Von März bis August brüten zahlreiche Vogelarten auf Wiesen, Äckern und Brachflächen direkt am Boden. Ihre Nester legen sie gut versteckt in kleinen Bodenmulden oder flach im Gras an. Damit die Jungvögel erfolgreich aufwachsen können, sind sie in dieser sensiblen Zeit besonders auf Ruhe und Schutz angewiesen.

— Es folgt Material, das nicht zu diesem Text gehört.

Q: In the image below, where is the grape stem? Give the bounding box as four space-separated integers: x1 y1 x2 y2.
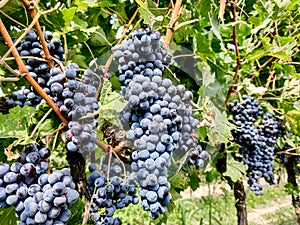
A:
224 1 241 107
165 0 182 47
251 56 275 79
29 108 52 138
22 0 54 68
257 70 275 100
0 19 68 125
96 8 139 99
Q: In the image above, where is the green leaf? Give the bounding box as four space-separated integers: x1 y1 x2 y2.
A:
0 106 36 140
100 80 127 113
169 171 188 190
208 103 231 146
61 7 76 31
0 207 18 225
267 51 292 62
197 62 215 86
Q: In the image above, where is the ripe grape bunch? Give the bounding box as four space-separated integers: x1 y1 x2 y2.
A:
6 31 103 153
0 144 79 225
229 95 281 195
88 165 139 225
6 30 65 108
48 63 99 153
113 28 208 219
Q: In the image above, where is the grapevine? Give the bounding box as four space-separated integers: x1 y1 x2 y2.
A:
0 0 300 225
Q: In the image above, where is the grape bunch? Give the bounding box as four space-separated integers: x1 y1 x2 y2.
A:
229 95 280 195
113 28 208 219
16 168 79 225
0 144 50 208
88 165 139 225
57 66 99 153
0 144 79 225
6 30 65 108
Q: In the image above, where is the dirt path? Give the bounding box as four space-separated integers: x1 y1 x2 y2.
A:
247 196 291 225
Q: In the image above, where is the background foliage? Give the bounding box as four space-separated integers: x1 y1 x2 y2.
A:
0 0 300 224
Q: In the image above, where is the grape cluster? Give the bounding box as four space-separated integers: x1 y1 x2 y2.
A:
113 28 207 219
59 67 99 153
229 96 280 195
6 30 65 108
88 166 139 225
0 144 79 225
0 144 50 208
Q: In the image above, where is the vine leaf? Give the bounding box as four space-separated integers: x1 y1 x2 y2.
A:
208 103 231 146
0 207 18 225
98 80 127 127
0 106 36 140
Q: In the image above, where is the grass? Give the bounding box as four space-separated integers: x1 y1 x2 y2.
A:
116 186 295 225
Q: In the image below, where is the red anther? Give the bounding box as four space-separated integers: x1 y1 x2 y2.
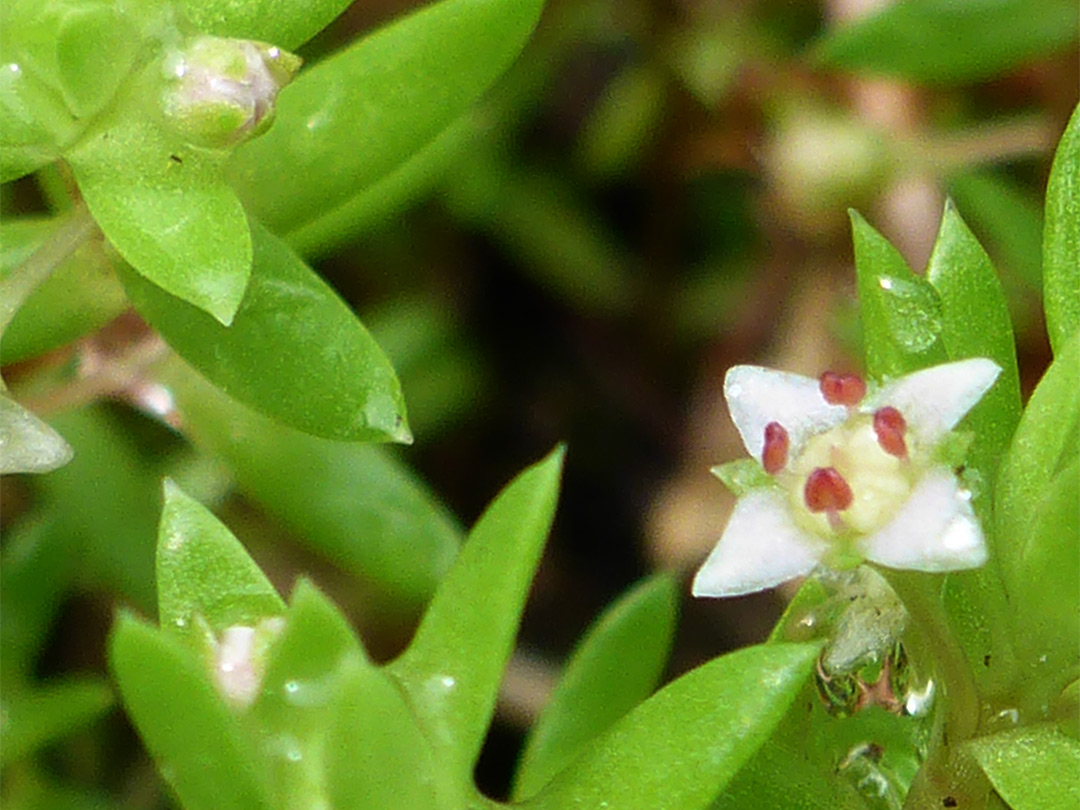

Der Landkreis Erding bittet daher Erholungssuchende um Rücksichtnahme. Hunde sollten in Feld und Flur grundsätzlich angeleint und Wege nicht verlassen werden. So wird vermieden, dass brütende Vögel aufgescheucht oder Gelege unabsichtlich zerstört werden. Hunde dürfen nicht unbeaufsichtigt über Wiesen und Äcker laufen. Abgesperrte oder gekennzeichnete Bereiche sind zu respektieren, da dort Nester geschützt werden. In Schutzgebieten wie Naturschutz-, Landschaftsschutz-, Vogel- oder FFH-Gebieten gilt in der Regel eine Leinenpflicht.

Ein besonderer Fokus liegt im Landkreis auf dem Schutz des Kiebitzes. Die Art gilt als stark gefährdet und ist in der Roten Liste in Kategorie 2 geführt. Landwirtinnen und Landwirte, die auf ihren Flächen Kiebitz-Gelege entdecken, können für den Schutz der Nester bis zum Schlupf der Jungtiere eine Prämie als Ausgleich für den entstehenden Mehraufwand erhalten. In der Praxis werden die Gelege mit einer kleinen Absteckung von etwa 10 bis 20 Quadratmetern markiert, damit diese Fläche bei der Bewirtschaftung ausgespart wird.